The Queen said, “Come and help me decide what to do with a hundred yards of tapa cloth the Queen of Tonga very generously sent me.”
It was the summer of 1976. We were at Balmoral, the neo-Gothic castle built in Scotland on an estate acquired by Prince Albert for Queen Victoria in 1852. It was intended from the start as a country retreat for the royal family. I had had some trepidation when Princess Margaret, a close friend of my late British wife, and our daughter’s godmother, asked if I would come and bring Anna to Balmoral. Although Princess Margaret had become a family intimate, and I had often met the Queen and other members of the family, the concept of royalty remained, for an American, anachronistic. I remember my astonishment at the swarms of women gathered around radios in New York department stores, in 1936, to hear Edward VIII announce his abdication. Before that, my only previous brush with matters royal had been at Columbia, where the chapel choir wore red robes, a privilege bestowed by the Crown before the American Revolution, when the university was called King’s College.
The first day and night at Balmoral were a relief.

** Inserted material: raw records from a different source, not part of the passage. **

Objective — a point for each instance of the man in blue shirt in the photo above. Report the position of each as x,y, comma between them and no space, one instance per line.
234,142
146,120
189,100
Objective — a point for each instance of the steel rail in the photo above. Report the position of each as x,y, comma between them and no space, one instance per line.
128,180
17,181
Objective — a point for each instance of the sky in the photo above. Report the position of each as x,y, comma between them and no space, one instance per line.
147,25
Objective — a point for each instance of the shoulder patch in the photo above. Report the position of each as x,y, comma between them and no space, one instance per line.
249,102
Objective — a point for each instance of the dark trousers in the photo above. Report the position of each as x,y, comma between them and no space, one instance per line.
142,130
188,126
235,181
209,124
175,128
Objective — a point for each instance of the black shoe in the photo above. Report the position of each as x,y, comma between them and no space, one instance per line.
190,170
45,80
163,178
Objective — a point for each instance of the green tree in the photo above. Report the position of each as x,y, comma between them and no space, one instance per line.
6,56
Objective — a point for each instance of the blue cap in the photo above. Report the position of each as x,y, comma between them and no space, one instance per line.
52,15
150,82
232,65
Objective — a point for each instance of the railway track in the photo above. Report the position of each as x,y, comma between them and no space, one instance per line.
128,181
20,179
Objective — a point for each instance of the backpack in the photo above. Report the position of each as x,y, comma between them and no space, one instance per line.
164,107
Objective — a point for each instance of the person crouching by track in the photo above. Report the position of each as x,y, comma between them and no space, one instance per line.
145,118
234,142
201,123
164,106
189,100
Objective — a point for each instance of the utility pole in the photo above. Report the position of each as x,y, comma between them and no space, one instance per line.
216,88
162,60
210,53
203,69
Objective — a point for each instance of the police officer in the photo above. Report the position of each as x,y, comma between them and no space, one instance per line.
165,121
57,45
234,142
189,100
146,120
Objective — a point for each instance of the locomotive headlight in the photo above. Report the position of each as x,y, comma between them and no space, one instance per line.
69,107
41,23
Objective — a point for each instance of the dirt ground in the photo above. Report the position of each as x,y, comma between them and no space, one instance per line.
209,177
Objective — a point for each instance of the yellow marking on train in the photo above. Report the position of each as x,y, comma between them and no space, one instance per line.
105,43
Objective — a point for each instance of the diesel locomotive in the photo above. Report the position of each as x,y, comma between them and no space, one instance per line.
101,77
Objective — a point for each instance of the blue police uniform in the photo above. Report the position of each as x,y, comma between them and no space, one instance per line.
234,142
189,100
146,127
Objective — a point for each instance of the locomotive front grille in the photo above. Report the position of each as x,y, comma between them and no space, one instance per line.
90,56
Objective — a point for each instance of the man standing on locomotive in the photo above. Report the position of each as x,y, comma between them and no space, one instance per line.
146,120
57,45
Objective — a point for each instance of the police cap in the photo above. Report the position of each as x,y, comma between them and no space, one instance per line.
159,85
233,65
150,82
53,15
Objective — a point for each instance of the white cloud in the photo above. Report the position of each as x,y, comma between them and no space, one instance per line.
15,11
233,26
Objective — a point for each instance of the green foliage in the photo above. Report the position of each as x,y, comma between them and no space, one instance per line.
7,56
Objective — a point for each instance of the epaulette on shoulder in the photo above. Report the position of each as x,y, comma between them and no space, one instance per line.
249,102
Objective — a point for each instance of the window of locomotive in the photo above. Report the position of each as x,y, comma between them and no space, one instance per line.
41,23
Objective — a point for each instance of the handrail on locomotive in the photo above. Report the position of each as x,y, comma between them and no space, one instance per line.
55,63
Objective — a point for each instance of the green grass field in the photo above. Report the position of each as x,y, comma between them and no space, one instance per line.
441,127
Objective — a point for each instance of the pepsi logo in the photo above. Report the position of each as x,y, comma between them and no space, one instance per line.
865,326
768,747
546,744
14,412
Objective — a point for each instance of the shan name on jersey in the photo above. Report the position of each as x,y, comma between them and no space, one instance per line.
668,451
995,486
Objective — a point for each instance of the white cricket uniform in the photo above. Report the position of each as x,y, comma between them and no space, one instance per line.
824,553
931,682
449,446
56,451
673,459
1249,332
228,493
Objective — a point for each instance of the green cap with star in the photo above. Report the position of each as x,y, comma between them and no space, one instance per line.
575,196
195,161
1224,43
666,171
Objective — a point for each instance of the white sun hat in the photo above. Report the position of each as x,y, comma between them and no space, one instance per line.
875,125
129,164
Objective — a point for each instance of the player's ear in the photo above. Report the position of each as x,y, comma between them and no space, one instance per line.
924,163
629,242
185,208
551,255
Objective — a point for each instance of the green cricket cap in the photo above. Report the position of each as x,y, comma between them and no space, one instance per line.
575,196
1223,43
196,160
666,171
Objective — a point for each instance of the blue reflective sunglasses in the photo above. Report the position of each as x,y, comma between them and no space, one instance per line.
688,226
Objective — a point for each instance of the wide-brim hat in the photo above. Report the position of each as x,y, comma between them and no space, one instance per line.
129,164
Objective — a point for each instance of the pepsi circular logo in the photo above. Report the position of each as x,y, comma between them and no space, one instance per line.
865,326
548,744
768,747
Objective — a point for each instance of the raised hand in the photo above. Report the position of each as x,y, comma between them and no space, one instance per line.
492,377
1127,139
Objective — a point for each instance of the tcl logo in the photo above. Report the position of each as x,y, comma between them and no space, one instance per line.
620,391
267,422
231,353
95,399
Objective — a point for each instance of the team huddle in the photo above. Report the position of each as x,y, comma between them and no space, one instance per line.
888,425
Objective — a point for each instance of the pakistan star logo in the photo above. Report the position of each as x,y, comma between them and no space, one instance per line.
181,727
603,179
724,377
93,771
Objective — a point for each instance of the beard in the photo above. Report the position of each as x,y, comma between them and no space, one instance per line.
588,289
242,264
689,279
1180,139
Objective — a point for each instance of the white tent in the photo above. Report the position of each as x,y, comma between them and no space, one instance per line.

Despite the grandiose setting, the atmosphere was relaxed. Besides the Queen and Prince Philip, the young princes Andrew and Edward were there. So were two equerries to the Queen, Blair Stewart-Wilson and Robin Broke, and a lady-in-waiting, Rose Baring. The front hall was dominated by a monumental statue of Prince Albert. All around were Edwin Landseer portraits of gillies, their eyes rolled heavenward, as I recall, like those of saints painted in the Baroque manner. I was roused my first morning by a bagpiper—the family alarm clock.
During my 10-day stay, overnight guests were few. Perhaps the most striking visitor was the Moderator of the General Assembly of the Church of Scotland, who wore knee breeches and shoes with prominent silver buckles. One afternoon I happened to meet the Queen in the garden; she asked me to come to the front lawn, where a vast array of patterned fabric had been laid out, a present from the Tongans. She thought to use the fabric as wallpaper for a room in the castle, and I agreed that that was a good idea.
On some days there were excursions into the country. The Queen had been taught to drive by auxiliary army officers during World War II, and she handled a Land Rover with intrepid skill on the hilly and winding roads. When we went riding, she saddled her horse, and afterward carried the saddle back to the stable herself. At a shoot on the grounds a truck delivered a sumptuous buffet lunch. The “guns” lay on the grass for a postprandial respite. The Queen and her sister walked about, deep in conversation. They were very close; when apart, they telephoned two or three times a day. The atmosphere was always agreeable, buoyed by the light touch of the Queen and her sister.
When Anna and I were leaving, and the Queen was seeing us off, I said, “Ma’am, do you mind if I take a picture?” “Not at all,” she replied. “But I’m amazed that you have any film left.”